An Ars Poetica might in time evolve from the Ta Hio. Note esp. my “Mencius” in last summer’s Criterion. And as to “am I American”: wait for Cantos 61/71 now here in rough typescript.
T0 Willis Overholser, January-March 1939
EPP 396
[John Adams] much more the father of Jackson and van Buren than Jefferson ever was.
To Katue Kitasono, 3 March 1939
EPJ 72
Dear K 2
[…]
There is a mention of Japan at the edge of my chinese Cantos/ now on desk, hope to publish in Autumn
52/61 China 62/71 John Adams pater patriae U.S.A. more than Washington or Jefferson/ though all three essential and (all) betrayed by the first congress.

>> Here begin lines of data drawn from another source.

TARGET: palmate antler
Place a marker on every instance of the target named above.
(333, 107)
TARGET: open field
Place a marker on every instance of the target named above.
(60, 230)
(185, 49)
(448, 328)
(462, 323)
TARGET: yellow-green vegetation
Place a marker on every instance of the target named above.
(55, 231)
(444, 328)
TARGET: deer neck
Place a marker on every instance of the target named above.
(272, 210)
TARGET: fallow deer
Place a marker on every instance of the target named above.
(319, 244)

I must go on making clean typescript of them. Now on Canto 67
To Henry Swabey, 6 March 1939
AC 27; Nicholls 112
[…] retyping 52/71.
To F. V. Morley, 20 March 1939
Surette 146-7; PCH 151; AC 27
you are gittin something NEW in the Cantos; not merely more of the same. trust at least two advances in mode will be perceptible by you and the PSM
bar snags I shall be sendink you the ms/ of CANTERS tomorrow
13 April 1939 – 25 June 1939 – Pound makes a trip to the United States
To Katue Kitasono, 28 October 1939
EPJ 79
Dear K/K/
[…]
My Cantos 52/71 are in the press/ Chinese dynasties and John Adams. Creator of the United States and of something not unlike a dynasty in America. The fall of which meant the END of decent civilisation in the U.S. or at any rate a great and pestilent sickness in American government.

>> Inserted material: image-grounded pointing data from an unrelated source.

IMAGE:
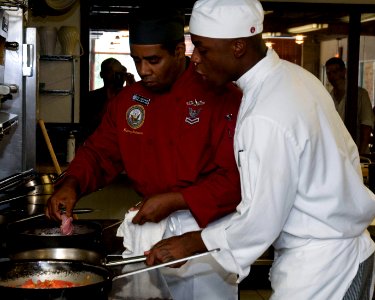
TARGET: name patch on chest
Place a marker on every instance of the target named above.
(141, 99)
(193, 116)
(135, 116)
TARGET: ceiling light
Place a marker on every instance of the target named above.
(269, 44)
(299, 39)
(307, 28)
(364, 18)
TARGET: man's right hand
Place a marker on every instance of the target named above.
(63, 199)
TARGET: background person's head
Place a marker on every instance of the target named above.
(157, 46)
(336, 71)
(113, 73)
(228, 38)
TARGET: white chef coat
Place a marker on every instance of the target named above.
(302, 188)
(199, 278)
(365, 115)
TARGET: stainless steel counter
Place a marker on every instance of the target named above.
(142, 286)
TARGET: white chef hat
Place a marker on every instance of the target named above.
(226, 18)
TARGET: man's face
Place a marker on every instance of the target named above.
(212, 58)
(335, 74)
(157, 67)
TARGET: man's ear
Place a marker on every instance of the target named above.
(180, 49)
(239, 47)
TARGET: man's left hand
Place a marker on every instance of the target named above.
(174, 248)
(158, 207)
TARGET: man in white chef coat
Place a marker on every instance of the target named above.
(302, 188)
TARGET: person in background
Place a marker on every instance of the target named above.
(336, 74)
(114, 75)
(173, 136)
(301, 181)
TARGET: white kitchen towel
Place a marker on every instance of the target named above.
(139, 238)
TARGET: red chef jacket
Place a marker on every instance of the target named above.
(180, 140)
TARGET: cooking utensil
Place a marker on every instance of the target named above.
(74, 254)
(44, 233)
(75, 211)
(169, 263)
(94, 280)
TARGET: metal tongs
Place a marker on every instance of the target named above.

I wd prefer to write about history for the moment, including current history.
1940
CANTOS LII TO LXXI published by Faber & Faber on 25 January 1940
To Lulu Cunningham, n.d.
PCH 151
[the volume was] easier to understand than the earlier ones … 52/71 ought to establish the fact that I am an AMERICAN writer, not a collector of bric a brac.
From James Laughlin, 29 February 1940
YCAL 28/1207
Rev & superb Sir:
I wish I knew whether you had gotten my letter I sent by the clipper or whether the fishes got it, or the censors got it. Or what. Anyway, you haven’t replied and so I am making my plans to go west rather than to Rapallo.

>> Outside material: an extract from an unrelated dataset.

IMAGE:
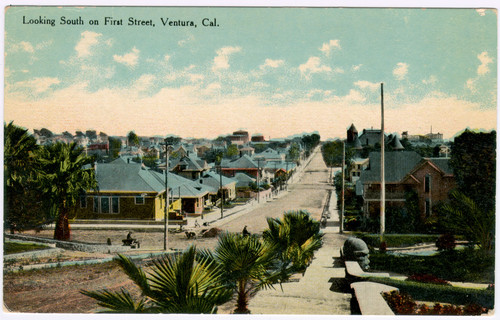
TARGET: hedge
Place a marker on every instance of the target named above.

Natheless after reading the Adams CANTOS I am convinced that an explanation is essential and I hope you can be brought to that view and also to supply the facts for the same. Please tell your admirer your views in this matten.
Ann [Watkins, Pound’s literary agent in the US] didn’t give me any Chinese cantyers. Just Adams. Now did she have the ideograms. She did give me the China map, which I don’t think I would want to use for fear of throwing people off. Tho, I dunno. Why don’t yer behaptitude just correct thoroughly a copy of the Faber edition and ship me that.